Le gouvernement va-t-il enfin réussir à plafonner les rémunérations des praticiens intérimaires ? Seize mois après le rétropédalage d’Olivier Véran, son successeur entend faire appliquer dès avril l’article 33 de la loi Rist (encadrement strict des tarifs de l'intérim médical).

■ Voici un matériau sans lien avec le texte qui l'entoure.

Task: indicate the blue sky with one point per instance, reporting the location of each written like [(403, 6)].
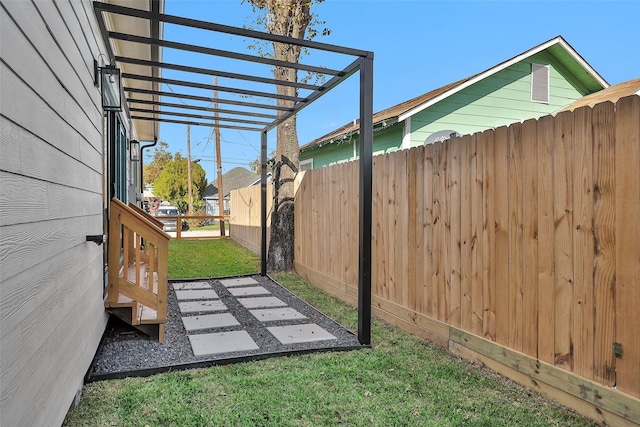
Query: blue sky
[(418, 46)]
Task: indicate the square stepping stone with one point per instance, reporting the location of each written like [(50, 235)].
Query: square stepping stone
[(261, 302), (241, 281), (208, 321), (275, 314), (254, 290), (191, 285), (221, 342), (202, 306), (300, 333), (193, 294)]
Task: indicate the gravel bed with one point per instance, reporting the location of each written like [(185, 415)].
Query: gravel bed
[(127, 352)]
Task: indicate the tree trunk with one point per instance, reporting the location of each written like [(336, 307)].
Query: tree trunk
[(289, 18)]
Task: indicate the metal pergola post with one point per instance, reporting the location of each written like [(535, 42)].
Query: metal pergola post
[(365, 214), (263, 204)]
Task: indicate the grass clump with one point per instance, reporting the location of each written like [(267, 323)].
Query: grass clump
[(191, 259)]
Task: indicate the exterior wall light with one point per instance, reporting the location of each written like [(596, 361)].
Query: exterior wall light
[(134, 150), (111, 88)]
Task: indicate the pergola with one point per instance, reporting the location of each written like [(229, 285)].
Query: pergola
[(138, 44)]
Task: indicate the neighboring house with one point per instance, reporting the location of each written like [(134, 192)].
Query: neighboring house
[(233, 179), (62, 158), (535, 83), (612, 93)]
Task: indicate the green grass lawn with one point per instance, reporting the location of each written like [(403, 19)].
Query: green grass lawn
[(400, 381), (210, 258)]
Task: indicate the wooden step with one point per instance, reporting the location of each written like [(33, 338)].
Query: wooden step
[(123, 301), (148, 316), (131, 277)]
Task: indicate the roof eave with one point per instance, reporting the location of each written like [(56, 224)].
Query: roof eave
[(557, 40)]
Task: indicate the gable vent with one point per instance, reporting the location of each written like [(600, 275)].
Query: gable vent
[(540, 83)]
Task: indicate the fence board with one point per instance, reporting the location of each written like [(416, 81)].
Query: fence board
[(466, 182), (428, 226), (501, 203), (403, 208), (530, 238), (439, 234), (582, 303), (515, 225), (604, 233), (412, 246), (545, 240), (477, 298), (627, 245), (562, 204), (489, 235), (454, 193), (418, 230), (354, 196)]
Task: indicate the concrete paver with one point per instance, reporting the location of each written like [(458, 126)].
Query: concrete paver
[(240, 281), (261, 302), (208, 321), (202, 306), (191, 285), (275, 314), (193, 294), (254, 290), (300, 333), (221, 342)]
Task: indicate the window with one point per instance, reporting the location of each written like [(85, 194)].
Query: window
[(306, 165), (540, 83)]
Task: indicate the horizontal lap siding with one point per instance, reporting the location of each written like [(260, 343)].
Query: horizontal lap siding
[(525, 236), (51, 162), (497, 100)]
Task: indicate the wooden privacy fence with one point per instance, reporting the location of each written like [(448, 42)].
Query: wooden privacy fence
[(519, 247), (245, 216)]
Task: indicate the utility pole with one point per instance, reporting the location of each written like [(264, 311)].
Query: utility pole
[(220, 191), (189, 187)]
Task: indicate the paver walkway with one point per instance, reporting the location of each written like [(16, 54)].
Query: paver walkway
[(213, 328)]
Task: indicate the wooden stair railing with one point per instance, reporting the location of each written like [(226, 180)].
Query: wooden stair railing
[(138, 261)]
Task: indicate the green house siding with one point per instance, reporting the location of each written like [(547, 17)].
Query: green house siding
[(384, 141), (329, 154), (501, 99), (388, 140)]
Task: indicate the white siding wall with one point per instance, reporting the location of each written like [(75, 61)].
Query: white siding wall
[(51, 185)]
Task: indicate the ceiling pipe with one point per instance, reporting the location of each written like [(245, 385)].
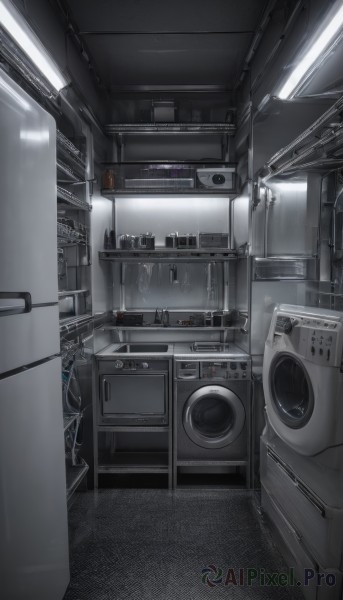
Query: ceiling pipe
[(266, 17), (299, 5)]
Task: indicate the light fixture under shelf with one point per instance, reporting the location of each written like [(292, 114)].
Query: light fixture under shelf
[(16, 26)]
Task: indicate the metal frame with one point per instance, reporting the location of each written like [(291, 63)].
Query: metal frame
[(103, 428)]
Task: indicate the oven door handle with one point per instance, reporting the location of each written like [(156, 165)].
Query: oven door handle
[(24, 306), (105, 388)]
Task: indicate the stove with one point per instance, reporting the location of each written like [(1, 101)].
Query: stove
[(200, 351), (209, 347)]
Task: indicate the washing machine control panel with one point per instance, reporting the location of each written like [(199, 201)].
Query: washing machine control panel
[(321, 341), (224, 370)]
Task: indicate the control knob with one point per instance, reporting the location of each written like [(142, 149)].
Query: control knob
[(288, 325)]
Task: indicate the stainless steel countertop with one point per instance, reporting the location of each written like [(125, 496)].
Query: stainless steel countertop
[(178, 351), (111, 351), (183, 351)]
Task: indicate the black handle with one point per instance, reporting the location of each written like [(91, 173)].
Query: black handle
[(16, 309)]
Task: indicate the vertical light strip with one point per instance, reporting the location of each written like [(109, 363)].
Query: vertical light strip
[(314, 52), (12, 21)]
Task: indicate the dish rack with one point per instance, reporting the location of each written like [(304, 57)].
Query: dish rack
[(71, 232)]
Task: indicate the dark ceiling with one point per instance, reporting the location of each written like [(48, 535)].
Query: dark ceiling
[(160, 45)]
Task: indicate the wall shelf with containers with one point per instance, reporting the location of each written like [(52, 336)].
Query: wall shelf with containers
[(73, 231)]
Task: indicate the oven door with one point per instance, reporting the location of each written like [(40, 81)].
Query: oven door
[(134, 399)]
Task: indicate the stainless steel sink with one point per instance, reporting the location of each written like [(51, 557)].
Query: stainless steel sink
[(142, 348)]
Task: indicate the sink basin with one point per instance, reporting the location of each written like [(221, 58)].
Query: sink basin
[(143, 348)]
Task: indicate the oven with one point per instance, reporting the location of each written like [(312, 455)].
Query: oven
[(133, 392)]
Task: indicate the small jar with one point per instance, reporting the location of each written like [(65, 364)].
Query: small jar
[(108, 180)]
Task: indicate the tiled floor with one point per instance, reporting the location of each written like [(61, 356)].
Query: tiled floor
[(155, 544)]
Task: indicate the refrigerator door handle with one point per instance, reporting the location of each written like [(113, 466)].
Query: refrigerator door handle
[(12, 308)]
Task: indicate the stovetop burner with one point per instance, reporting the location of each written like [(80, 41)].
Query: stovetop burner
[(209, 347)]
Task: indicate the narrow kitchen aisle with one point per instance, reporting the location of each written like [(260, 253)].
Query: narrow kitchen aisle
[(148, 543)]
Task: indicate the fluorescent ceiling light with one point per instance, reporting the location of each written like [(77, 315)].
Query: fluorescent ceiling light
[(35, 136), (15, 25), (314, 52), (14, 95), (289, 186)]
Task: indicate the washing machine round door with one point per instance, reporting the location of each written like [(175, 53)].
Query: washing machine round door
[(213, 417), (291, 390)]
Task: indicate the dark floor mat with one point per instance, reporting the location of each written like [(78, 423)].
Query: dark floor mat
[(157, 544)]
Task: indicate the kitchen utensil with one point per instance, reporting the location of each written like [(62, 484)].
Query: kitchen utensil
[(213, 240), (187, 240)]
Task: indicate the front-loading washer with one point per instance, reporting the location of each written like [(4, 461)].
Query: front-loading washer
[(212, 413), (303, 379)]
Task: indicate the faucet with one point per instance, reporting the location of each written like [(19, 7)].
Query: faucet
[(165, 317)]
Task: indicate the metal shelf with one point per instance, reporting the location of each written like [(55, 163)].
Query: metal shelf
[(70, 151), (112, 194), (162, 327), (72, 323), (68, 174), (134, 462), (212, 463), (64, 293), (67, 235), (132, 429), (74, 476), (69, 419), (70, 201), (193, 128), (167, 254)]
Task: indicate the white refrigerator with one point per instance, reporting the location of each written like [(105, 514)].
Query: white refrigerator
[(34, 561)]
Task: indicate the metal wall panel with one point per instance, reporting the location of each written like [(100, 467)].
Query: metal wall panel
[(265, 295), (165, 214)]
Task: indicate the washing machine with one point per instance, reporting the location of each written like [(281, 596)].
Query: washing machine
[(212, 412), (303, 380)]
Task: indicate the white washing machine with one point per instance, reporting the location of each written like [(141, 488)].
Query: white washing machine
[(303, 380), (212, 413)]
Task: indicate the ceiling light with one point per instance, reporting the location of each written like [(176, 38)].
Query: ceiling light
[(288, 186), (16, 26), (314, 52), (13, 94)]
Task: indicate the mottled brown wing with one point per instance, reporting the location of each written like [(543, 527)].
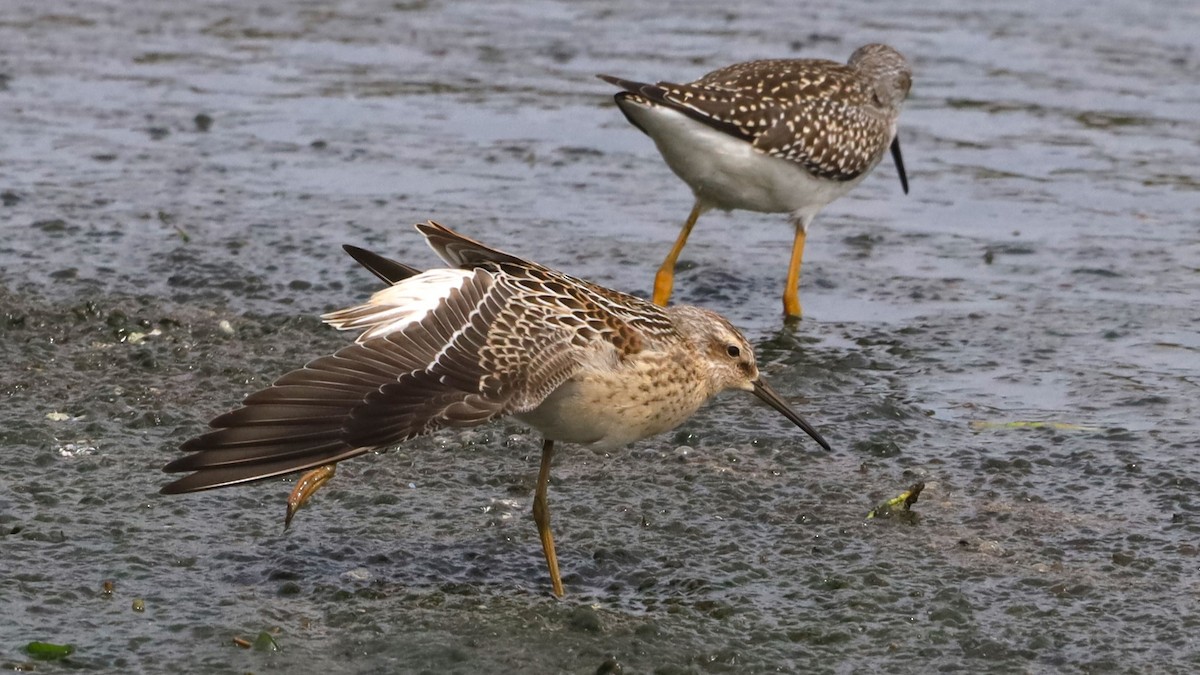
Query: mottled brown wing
[(430, 375)]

Concrètement, cela signifie que le comptable public bloquera toute rémunération supérieure au plafond réglementaire de 1 170 euros pour 24 heures, à partir du 3 avril« Ce sera par endroits difficile, cela pourra tanguer mais j’ai la conviction qu’il ne faut pas lâcher », a assumé François Braun qui demande aussi aux cliniques privées de jouer le jeu de la modération salariale.

Mais certains sont dubitatifs, voire très inquiets, à l’image du Syndicat national des praticiens hospitaliers anesthésistes-réanimateurs élargi aux autres spécialités (Snphare) qui rappelle la crise profonde de l’hôpital public – pénurie de personnels, fermetures de services, etc. – et le risque de destabilisation supplémentaire de l'hôpital avec l'application de cette loi. Dans ce contexte, « nous n’avons, actuellement, pas d’autre choix raisonnable » que le recours à l'intérim, recadre le Snphare. Pire, l'application stricte de l'article 33 risque d'entraîner une « fermeture massive de service hospitaliers ». Ce qui fait dire au Snphare qu'il s'agit d'une « mauvaise blague ».

En faire toujours plus, décaler des congés

Ce n'est pas l'avis des tutelles, qui comptent appliquer la loi, quitte à « essorer ceux qui restent, ceux qui ont tenu l’hôpital debout depuis deux ou trois dizaines d’années », fustige le syndicat. Selon le Snphare, les directions d'établissement demandent en effet aux PH d’en faire toujours plus : renoncer à leurs congés (« les réduire, les décaler »), faire davantage de temps de travail additionnel (TTA), y compris hors de leur établissement (avec la « prime de solidarité territoriale »).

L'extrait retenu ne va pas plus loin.